BANGKOK (The Nation/Asia News Network): Thailand will boycott the kickboxing competition at this year’s South-East Asian (SEA) Games in protest against hosts Cambodia using the sport’s local name of Kun Khmer rather than Muay Thai.
The National Olympic Committee of Thailand (NOCT) announced on Tuesday (Jan 31) that no Thai athletes will compete in kickboxing at the regional games, hosted by Phnom Penh from May 5-17.
The NOCT added however that, to avoid a dispute between the two countries, it will not try to stop the host from organising kickboxing under its Khmer name.
Cambodia last month removed all reference to Muay Thai from the SEA Games kickboxing schedule, sparking a backlash among Thailand’s Muay Thai associations.
NOCT commissioner Chaiyapak Siriwat said Cambodia had switched supervising bodies from the International Federation of Muaythai Associations (IFMA) to the Kun Khmer International Federation (KIF), which is not recognised by the International Olympic Committee (IOC) or the Olympic Council of Asia (OCA). As a result, the committee decided not to send Thai kickboxers to the games.
“We have raised the issue with the IOC and OCA and are waiting for Cambodia’s response.

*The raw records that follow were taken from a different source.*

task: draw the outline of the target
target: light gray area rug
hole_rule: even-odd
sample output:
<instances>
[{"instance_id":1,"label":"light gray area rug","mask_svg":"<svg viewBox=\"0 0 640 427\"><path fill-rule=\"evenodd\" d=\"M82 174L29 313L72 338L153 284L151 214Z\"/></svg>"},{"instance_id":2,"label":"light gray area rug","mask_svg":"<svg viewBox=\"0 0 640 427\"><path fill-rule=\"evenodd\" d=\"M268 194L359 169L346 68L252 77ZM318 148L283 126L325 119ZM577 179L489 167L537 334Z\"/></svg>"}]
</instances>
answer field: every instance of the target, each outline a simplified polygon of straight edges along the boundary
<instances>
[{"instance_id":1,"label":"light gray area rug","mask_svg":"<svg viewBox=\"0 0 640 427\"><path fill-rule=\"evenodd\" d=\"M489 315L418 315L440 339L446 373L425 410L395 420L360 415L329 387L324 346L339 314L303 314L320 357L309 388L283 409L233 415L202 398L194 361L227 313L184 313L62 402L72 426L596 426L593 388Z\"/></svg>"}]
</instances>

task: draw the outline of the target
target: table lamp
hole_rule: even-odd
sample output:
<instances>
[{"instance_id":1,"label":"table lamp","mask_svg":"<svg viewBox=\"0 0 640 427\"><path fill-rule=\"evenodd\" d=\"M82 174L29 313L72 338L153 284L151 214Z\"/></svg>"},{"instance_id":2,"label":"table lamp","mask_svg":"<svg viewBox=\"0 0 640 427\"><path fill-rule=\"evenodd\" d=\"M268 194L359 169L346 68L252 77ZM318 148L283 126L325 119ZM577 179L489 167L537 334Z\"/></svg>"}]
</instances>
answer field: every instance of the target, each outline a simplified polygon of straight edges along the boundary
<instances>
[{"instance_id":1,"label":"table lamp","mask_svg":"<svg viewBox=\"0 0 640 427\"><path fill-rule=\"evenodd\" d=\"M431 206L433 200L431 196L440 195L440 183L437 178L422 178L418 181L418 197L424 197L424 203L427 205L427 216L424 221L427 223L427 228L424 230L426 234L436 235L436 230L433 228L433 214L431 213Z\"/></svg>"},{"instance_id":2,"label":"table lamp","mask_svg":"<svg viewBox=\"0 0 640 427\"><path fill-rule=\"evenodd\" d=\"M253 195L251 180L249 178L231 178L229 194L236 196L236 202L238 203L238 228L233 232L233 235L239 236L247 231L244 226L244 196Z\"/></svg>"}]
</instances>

However, in the meantime we will not oppose the hosting of Kun Khmer, to avoid sparking an international dispute,” he said.
NOCT deputy chairman Warin Tansupasiri pointed out that Kun Khmer is not recognised by the World Anti-Doping Agency, meaning that it is not accredited by international sporting authorities.
Chaiyapak added that this year’s games would be the last time that a host country could change or add new sports, as a new SEA Games charter will come into effect in 2025 when Thailand will be the host.
“The new charter will list the main sports for SEA Games based on sports in the Olympic and Asian games while allowing only two to five local sports to be added,” he said.
Thailand, Malaysia, and Singapore – as hosts of the next three SEA Games in 2025, 2027 and 2029 – have agreed that all three games will have the same sports.
“The next three SEA Games will be the most standardised ever,” said Chaiyapak.